“EVERYBODY has a personal story connected to kidney disease — it’s a very prevalent, personal and difficult story for patients and their families and the community.”
So said Darwin-based nephrologist Dr Paul Lawton to MJA InSight this week when commenting for our news story about chronic kidney disease in Indigenous Australians.
My own story doesn’t involve a celebrity or a dramatic clinical encounter, but a family road trip.
Last year we visited some relatives who live in the Anangu Pitjantjatjara Yankunytjatjara (APY) lands of South Australia. On our first day in the lands, the small community where we were staying, including the school, the shop and all the other workplaces, ground to a standstill to focus on a funeral.
It was for a man of my age from the community who had died after a long stint living 400 bumpy, dusty kilometres away in Alice Springs so that he could access haemodialysis for kidney failure.
As we waited for the coffin to arrive by plane I was struck by the wrongness of this homecoming and the fact that, for many remote-living Aboriginal families, kidney disease causes an absence of loved ones long before their deaths.
Later that week we trundled another 1200 km to Adelaide to visit another family member — a young woman who has relocated from the APY lands to look after her aunt, who is also having regular haemodialysis. She misses her home and is not in paid employment but it makes her aunt’s life bearable to have her there.
In these cases the human stories serve to underscore what we know epidemiologically. With World Kidney Day approaching later this week, nobody would argue with the assertion that we need to redouble our efforts to reduce the unacceptably high rates of kidney disease in Indigenous Australians, and to improve the management and the lives of those who already have it.
But syncing lived human experience with medical expertise isn’t always so neat. Your inner epidemiologist might be challenged by the other two news stories in MJA InSight this week.
The new test failed to diagnose two of the 13 HIV cases in the high-risk study population. Both were early infections when the virus is at its most contagious.
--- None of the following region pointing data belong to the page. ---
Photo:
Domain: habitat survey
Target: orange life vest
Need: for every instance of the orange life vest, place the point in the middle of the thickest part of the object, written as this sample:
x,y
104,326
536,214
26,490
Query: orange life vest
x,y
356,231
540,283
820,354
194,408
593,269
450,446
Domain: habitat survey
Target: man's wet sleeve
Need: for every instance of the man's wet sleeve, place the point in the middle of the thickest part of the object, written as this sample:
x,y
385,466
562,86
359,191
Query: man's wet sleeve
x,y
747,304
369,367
Despite this, HIV medicine experts believe the test should be approved for use in Australia.
The idea of some patients being falsely reassured and others dealing with a devastating diagnosis without professional support is worrying, but the experts say it’s the price we need to pay if we want to increase testing rates.
It is estimated that less than a quarter of high-risk men who have sex with men are testing at the recommended frequency and about 14% have never been tested. Most new infections in Australia are among these men.
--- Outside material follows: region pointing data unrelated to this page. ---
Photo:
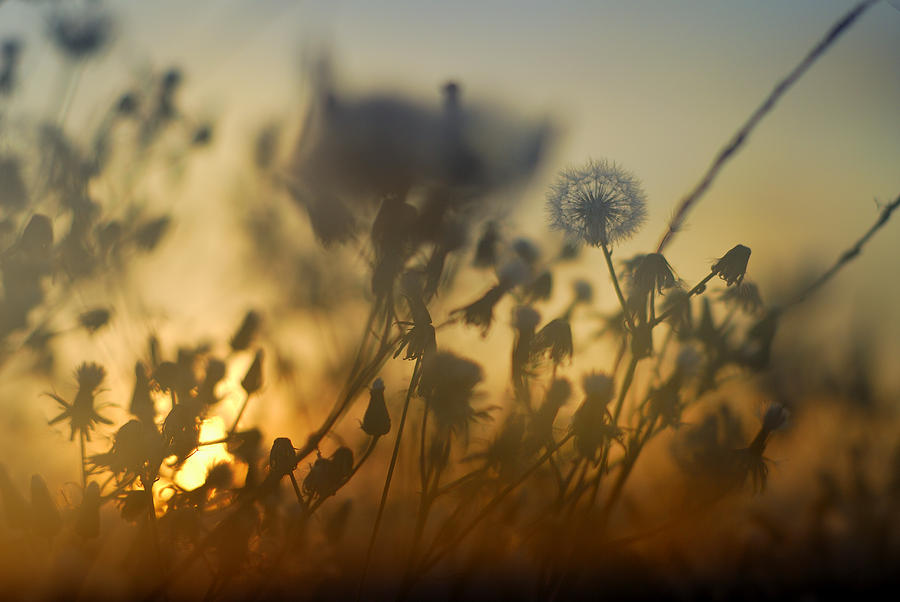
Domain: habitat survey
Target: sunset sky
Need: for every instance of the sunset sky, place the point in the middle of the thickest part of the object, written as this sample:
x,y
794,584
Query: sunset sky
x,y
656,86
Watching the stories of two such men on a video from the HIV Foundation Queensland makes it easier to understand why widespread use of an imperfect test might just be the perfect solution to the problem of unwitting HIV transmission.
Another news story deals with an area that causes controversy even among experts — cancer screening. A study published in The BMJ last week found that consumers vary widely in their willingness to accept the negative consequences of overdetection in order to reduce cancer-specific mortality from real cases.
In response, Australian academics told MJA InSight that consumers need more balanced information about screening, including the harms, even if this results in reduced participation rates.
But Sally Crossing, chair of Cancer Voices NSW and speaking as someone who has survived early breast cancer, was critical of any move that might reduce screening participation, saying the thinking in this area focused too much on epidemiological data and neglected the experiences of individuals.
The way forward would be easier if the experts could agree but, in wishing for this, it is easy to forget that experts are people too.
Everyone has a personal story: it is what drives us forward and holds us back. Like it or loathe it, but factor it in.